5.4 Format and compression
As for paragraph 3.3
5.5 Requirements for image viewing software
As for paragraph 3.4
5.6 Requirements for image viewing hardware
As for paragraph 3.5
5.7 Migration
Organizational and technical measures are always advisable in the migration of digital conversion forms, to safeguard the transferral of information and for reasons of economy. However, they become indispensable when the digital form is the only form in addition to the original, or when it is expected that it will eventually replace the original. Repeated digitization of the original should be avoided on grounds of preservation and because it would be prohibitively expensive.

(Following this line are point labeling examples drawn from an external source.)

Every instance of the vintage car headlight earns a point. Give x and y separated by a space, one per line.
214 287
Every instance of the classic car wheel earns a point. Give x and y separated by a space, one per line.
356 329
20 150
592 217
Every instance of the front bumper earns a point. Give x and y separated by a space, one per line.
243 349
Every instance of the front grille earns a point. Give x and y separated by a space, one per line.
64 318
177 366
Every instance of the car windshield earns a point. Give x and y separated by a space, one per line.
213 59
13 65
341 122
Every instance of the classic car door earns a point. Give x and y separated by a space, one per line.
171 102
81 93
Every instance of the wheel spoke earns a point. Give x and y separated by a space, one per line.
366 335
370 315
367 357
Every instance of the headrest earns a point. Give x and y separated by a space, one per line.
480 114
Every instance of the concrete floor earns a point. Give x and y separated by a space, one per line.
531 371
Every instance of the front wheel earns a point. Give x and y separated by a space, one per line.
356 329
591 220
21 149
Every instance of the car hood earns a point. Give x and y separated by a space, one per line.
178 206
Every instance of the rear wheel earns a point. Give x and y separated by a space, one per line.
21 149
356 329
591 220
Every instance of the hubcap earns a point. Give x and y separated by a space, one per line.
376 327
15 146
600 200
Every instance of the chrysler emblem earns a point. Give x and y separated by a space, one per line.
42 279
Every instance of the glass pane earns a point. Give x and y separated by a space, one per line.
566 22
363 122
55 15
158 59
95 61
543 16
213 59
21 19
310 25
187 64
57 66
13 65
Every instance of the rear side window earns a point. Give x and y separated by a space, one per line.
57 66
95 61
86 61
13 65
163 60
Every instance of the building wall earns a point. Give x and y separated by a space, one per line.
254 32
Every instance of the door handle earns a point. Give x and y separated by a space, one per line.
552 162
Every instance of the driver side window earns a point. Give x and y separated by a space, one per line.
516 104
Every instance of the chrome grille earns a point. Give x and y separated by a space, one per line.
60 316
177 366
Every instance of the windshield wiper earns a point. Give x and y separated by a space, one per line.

The organizational and technical measures for the safe migration of digital conversion forms must be included from the outset in planning, which must take account of the necessary resources. The recommendations in paragraph 3.6 apply to the planning and carrying out of migration, especially the requirement continually to adapt the lossless compressed or, as necessary, uncompressed data to new system environments, and to safeguard adequately the data carrier that is created in each case.
5.8 Financial viability
Where books or archival documents are to be digitized as a whole, this should be done by commercial firms. Where only certain pages, or parts of a document, are to be digitized, this can be done by the institution itself. The cost of digitizing books and documents (page size up to A4) depends on the amount of material, the mode (bitonal or gray scale), and the resolution, but also on the contrast values of the material, its type, and the way in which it is arranged. Simple, flat work, such as single sheets, can be more efficiently digitized with flatbed or feeder scanners than books or other bound volumes, for which special book scanners need to be installed.

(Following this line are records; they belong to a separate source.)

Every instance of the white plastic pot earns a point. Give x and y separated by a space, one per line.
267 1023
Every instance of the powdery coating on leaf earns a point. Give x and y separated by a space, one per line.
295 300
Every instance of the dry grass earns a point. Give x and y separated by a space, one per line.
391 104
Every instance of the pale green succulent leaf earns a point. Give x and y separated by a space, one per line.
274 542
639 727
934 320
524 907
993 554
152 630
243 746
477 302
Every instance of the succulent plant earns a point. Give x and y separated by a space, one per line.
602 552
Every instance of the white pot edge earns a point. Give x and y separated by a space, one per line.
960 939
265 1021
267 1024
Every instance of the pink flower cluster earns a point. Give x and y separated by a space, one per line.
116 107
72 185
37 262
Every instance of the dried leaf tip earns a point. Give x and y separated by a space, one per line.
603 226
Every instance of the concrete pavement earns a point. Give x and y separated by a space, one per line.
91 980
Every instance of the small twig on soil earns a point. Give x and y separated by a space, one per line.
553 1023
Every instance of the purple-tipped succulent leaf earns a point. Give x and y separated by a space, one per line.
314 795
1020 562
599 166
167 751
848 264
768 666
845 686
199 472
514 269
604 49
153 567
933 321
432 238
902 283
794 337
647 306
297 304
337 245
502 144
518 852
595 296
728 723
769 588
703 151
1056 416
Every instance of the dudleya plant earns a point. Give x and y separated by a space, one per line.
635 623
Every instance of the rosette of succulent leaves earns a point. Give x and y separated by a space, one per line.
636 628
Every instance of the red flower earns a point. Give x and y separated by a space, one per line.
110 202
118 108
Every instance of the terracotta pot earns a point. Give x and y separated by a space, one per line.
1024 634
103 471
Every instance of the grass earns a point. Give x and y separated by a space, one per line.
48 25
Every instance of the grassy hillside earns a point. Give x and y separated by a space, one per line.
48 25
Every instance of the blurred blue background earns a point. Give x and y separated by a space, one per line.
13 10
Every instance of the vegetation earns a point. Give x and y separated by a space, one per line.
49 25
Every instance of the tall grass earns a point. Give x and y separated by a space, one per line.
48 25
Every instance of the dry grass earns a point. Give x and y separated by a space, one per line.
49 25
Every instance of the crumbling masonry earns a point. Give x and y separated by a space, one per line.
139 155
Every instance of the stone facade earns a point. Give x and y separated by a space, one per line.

When working out the cost of digitization from the original, it is essential to include in the calculation the further cost of migration. In particular, it will almost invariably prove financially more advantageous, when working with threatened originals, first to make a film and then to digitize from that, thus solving the problem of migration. In exceptional cases, with difficult material, it can be advisable, in the interest of reproduction quality, to film and digitize in parallel from the original at the same time. Paragraph 3.7 is relevant on other points.
5.9 Differing recommendations on color images
With current technology, digitization of color can be done only at relatively low resolution values, or for limited quantities of material, because very large quantities of data are involved. Test runs should always be carried out to establish whether the reproduction quality is acceptable.
In the interest of economical storage and processing of image data, compression processes play an even larger role in color digitization than in bitonal or gray scale digitization. At present, there is no compression process that does not involve a worsening of reproduction quality, in particular the distortion of color values.